Grave concern in China over idea of 1 family plot for burial
THE Chinese government is urging people to bury the ashes of their late family members in only one grave no bigger than 1 sq m to save land but the move has generated polarised opinions, reported Chinese media.
A survey by the Sina news portal showed that 46.2 per cent of about 11,000 people surveyed expressed support for the directive announced by nine ministries last week while 42.2 per cent were against.
Critics find the idea of burying multiple family members in one pit offensive to traditional sensibilities, as in China only married couples are deemed close enough to be interred together.
"Does this mean a woman has to be with his parents-in-law forever so as to be with her husband?" asked commenter Wang Yali in the Rednet news portal.
She also questioned how dire the shortage of land is since even congested Beijing declared last year that there would be space in its 33 public cemeteries for another 50 years.
According to Ms Wang, the shortage stems from graveyard operators "hoarding" land to be auctioned off at high prices and it is such market manipulation that should be tackled.
Another commenter Guo Yuanpeng, writing in Yanzhao Evening Daily, noted that families who had opted for sea, tree, flower bed and lawn burials were generally poor and needed the government subsidies offered for such "ecological" ways of burying.
In such burials, ashes are scattered at sea or interred underground alongside the remains of many others in plots designated for uses such as tree growing or flower planting.

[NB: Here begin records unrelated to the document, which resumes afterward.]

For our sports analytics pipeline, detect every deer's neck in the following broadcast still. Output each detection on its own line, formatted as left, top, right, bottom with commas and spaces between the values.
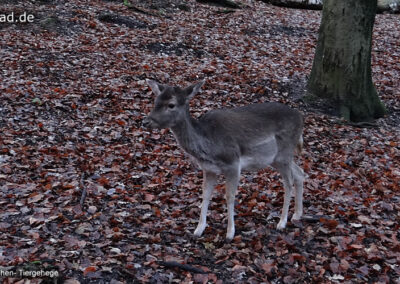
171, 113, 209, 161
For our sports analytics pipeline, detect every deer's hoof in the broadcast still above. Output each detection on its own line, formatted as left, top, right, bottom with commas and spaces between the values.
291, 213, 302, 221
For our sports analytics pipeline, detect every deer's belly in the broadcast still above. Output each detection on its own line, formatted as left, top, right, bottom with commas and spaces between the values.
240, 138, 278, 171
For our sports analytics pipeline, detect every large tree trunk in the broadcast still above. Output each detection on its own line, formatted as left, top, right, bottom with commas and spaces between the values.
308, 0, 385, 121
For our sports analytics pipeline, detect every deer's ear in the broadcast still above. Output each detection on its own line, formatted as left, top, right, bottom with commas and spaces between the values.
185, 80, 205, 100
146, 79, 165, 96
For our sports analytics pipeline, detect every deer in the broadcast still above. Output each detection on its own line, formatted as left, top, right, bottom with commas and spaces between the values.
142, 79, 304, 241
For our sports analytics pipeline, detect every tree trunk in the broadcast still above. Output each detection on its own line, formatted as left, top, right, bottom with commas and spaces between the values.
307, 0, 385, 122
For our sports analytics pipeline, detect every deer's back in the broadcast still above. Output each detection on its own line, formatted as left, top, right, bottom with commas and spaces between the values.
194, 103, 303, 170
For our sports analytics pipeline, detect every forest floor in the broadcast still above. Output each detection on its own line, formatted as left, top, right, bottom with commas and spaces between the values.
0, 0, 400, 283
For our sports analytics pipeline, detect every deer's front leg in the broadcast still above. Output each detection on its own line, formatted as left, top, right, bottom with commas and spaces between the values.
226, 169, 240, 241
194, 171, 217, 237
276, 163, 293, 230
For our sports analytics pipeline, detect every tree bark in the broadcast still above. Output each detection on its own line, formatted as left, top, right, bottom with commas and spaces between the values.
307, 0, 386, 122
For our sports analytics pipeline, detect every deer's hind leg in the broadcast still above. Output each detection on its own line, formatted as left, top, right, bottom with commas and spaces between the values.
291, 162, 304, 220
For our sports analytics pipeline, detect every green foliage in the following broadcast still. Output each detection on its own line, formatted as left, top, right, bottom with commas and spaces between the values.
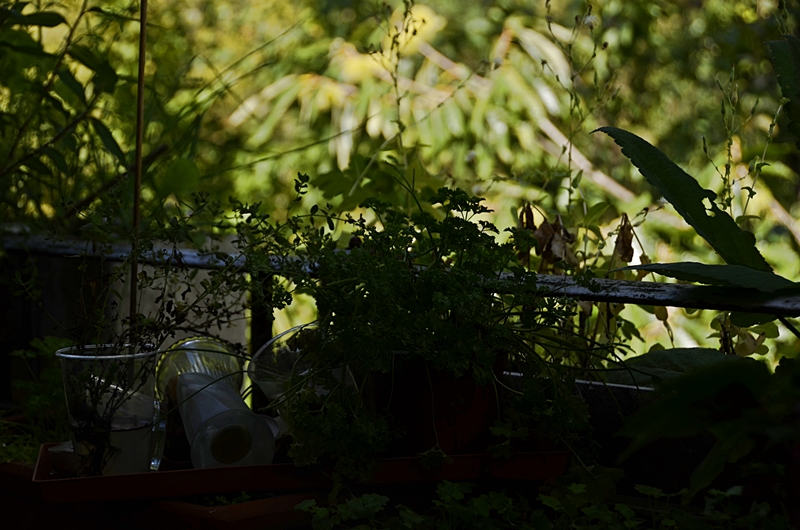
598, 127, 772, 272
0, 337, 70, 465
623, 262, 800, 293
604, 348, 741, 387
620, 353, 800, 502
767, 35, 800, 149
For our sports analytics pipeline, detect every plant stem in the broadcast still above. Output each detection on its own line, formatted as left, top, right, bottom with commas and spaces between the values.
130, 0, 147, 324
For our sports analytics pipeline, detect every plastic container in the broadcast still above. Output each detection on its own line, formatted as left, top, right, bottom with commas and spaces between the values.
177, 373, 280, 468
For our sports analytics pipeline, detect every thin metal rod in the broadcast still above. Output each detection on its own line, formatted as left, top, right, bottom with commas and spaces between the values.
130, 0, 147, 325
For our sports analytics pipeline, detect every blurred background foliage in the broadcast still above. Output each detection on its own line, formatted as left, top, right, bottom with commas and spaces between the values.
0, 0, 800, 356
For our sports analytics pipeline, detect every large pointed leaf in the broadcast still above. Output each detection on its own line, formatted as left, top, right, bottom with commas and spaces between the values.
597, 127, 772, 271
767, 35, 800, 148
620, 262, 800, 293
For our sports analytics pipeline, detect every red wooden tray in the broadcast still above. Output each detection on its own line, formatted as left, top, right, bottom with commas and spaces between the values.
33, 444, 570, 503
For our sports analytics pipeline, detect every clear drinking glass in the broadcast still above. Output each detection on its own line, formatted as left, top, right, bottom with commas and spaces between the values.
56, 344, 163, 475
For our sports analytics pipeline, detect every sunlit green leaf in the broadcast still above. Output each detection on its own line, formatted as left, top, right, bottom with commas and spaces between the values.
597, 127, 772, 271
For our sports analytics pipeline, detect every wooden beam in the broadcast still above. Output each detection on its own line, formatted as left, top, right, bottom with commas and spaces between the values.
536, 274, 800, 317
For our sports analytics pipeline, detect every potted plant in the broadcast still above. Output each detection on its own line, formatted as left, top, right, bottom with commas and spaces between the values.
245, 184, 583, 478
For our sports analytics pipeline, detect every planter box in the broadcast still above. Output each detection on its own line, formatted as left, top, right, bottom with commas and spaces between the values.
145, 493, 314, 530
33, 444, 569, 503
575, 381, 714, 492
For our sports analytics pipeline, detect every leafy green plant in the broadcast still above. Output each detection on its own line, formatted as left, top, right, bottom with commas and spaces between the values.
241, 178, 601, 477
599, 31, 800, 508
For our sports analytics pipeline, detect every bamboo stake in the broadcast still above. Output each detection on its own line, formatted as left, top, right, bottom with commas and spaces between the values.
130, 0, 147, 325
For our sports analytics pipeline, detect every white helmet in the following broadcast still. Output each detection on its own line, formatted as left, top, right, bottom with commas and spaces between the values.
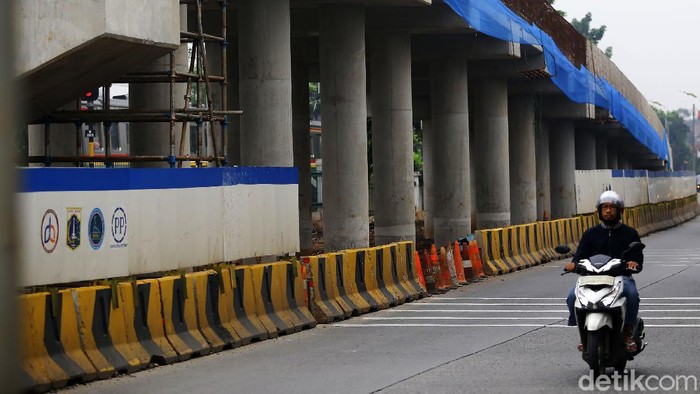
595, 190, 625, 220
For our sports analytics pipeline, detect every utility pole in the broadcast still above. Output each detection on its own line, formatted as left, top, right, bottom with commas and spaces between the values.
680, 90, 698, 173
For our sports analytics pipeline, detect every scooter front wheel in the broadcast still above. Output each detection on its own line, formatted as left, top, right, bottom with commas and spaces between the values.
586, 331, 605, 378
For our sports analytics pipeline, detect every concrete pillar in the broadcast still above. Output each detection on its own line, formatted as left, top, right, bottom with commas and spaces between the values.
508, 95, 537, 224
370, 32, 416, 245
292, 44, 313, 255
15, 126, 29, 167
430, 59, 471, 246
421, 116, 435, 239
535, 119, 552, 220
549, 121, 576, 219
469, 115, 479, 230
319, 5, 369, 251
608, 144, 620, 170
595, 135, 610, 170
129, 5, 190, 168
238, 0, 294, 167
575, 130, 596, 170
474, 77, 511, 229
0, 1, 21, 386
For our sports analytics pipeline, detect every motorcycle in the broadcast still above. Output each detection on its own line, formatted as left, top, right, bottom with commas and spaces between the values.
555, 242, 647, 377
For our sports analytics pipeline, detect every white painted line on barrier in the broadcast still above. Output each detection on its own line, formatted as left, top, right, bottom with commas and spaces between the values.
361, 316, 565, 320
359, 316, 700, 320
426, 296, 566, 301
385, 309, 700, 313
410, 304, 700, 306
424, 296, 700, 305
333, 323, 576, 328
333, 323, 700, 329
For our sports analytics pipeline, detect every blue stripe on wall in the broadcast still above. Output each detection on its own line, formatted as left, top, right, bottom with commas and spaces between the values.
18, 167, 299, 193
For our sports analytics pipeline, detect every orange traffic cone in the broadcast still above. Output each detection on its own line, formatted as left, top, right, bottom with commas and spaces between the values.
461, 242, 475, 282
430, 245, 447, 292
452, 241, 469, 285
469, 240, 486, 278
438, 247, 453, 290
440, 247, 462, 287
413, 250, 428, 291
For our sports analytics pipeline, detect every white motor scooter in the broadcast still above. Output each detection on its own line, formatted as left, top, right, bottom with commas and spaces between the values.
555, 242, 647, 377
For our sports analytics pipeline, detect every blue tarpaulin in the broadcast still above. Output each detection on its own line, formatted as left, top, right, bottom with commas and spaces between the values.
445, 0, 669, 160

In China, not many families store ashes in columbariums as going to temple is not a widespread practice as in Hong Kong and Taiwan.
"The rich would not mind paying more to have their graves look like a villa," Mr Guo pointed out.

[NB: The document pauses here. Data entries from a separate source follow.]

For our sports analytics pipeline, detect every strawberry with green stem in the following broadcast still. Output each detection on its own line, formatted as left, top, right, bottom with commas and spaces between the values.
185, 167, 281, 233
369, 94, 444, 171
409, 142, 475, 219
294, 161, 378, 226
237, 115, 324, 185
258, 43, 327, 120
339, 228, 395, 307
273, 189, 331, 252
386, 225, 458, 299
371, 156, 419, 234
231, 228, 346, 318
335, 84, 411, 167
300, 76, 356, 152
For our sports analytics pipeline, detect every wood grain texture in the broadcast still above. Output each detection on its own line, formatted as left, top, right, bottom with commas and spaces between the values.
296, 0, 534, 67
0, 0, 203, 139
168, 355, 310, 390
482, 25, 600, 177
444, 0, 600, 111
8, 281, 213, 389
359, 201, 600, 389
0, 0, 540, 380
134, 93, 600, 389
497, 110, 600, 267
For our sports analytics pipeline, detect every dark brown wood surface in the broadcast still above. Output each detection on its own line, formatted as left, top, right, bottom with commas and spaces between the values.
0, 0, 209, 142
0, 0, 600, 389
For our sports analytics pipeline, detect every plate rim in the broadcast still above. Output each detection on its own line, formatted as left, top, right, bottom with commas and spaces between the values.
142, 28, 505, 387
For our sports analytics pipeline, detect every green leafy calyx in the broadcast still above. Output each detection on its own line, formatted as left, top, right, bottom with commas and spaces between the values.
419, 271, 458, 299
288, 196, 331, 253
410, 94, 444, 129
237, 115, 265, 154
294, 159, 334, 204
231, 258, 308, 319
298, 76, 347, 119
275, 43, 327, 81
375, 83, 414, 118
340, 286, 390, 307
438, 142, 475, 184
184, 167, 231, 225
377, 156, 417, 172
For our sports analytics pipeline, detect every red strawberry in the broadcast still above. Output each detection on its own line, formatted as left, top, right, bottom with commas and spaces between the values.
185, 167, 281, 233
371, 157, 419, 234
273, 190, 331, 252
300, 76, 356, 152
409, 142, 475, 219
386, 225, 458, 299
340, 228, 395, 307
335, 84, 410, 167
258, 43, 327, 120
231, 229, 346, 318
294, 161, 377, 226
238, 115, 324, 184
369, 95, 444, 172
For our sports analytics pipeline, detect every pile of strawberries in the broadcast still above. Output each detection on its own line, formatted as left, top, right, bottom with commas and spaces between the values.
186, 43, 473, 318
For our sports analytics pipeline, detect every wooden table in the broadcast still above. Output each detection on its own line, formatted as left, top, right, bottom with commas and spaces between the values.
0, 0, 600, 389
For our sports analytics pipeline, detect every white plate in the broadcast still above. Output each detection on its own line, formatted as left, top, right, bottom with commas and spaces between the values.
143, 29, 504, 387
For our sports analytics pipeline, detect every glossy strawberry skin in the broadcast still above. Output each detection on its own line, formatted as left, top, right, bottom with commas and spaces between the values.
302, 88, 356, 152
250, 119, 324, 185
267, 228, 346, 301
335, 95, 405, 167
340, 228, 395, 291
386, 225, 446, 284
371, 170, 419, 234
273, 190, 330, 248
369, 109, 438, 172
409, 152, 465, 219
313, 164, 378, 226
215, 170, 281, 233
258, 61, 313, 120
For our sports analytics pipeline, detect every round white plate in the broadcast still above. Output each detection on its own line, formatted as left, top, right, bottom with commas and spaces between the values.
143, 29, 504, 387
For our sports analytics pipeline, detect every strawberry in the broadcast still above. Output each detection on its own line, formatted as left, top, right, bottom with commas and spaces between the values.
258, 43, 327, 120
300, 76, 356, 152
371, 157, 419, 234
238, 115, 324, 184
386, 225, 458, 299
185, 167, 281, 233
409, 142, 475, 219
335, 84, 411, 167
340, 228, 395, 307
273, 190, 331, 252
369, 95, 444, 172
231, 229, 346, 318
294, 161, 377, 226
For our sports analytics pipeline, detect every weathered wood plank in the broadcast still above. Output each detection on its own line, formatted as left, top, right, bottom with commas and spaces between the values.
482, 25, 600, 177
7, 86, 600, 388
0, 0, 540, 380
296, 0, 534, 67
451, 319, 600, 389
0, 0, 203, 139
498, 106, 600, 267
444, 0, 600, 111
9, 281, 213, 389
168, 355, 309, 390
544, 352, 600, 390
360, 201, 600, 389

"So, with a directive lacking teeth, we would end up seeing the rich being buried in individual graves and the poor packed into 'collective' ones," he added.
The Beijing Times commented in its editorial that family graves would affect the practice of tomb sweeping as Chinese are not used to worshipping many late kin in one site.
The directive is not a mandatory order but it expects local governments to map out measures to promote the "family burial" method.
Besides suggesting the size of a family grave, it also recommends smaller or no tomb stone and urns that would completely degrade in two years.
The pits must also be deep to take in new "members", added the directive.
Such multi-layer design is already available in some crowded cemeteries in Shanghai, another populous city, reported the Shanghai Morning Post.
"We must know how to utilise what little space we are now left with," said Li Yuzhong, operator of one such cemetery.
Graves in China are to be removed after 20 years, according to the law, but most are maintained beyond that time limit with the payment of fees to cemetery operators.
Supporters of the directive believe the time of "unregulated" burial is over as wasteful use of land would curtail the expansion of cities.
"Ecological burial would never become popular without systematic promotion as well as proper planning and regulation," wrote commenter Shu Tianlie in Beijing Times.
Some newspapers pointed out that cremation was once rejected by most Chinese, but with the top leaders leading by example, it soon became a norm in the country.
Wrote one netizen in Shenzhen's Baoan Daily: "Times are changing and we will soon worship our ancestors on the Internet.
"One family grave whose image we could view at any time when we are in the mood for mourning is a good idea."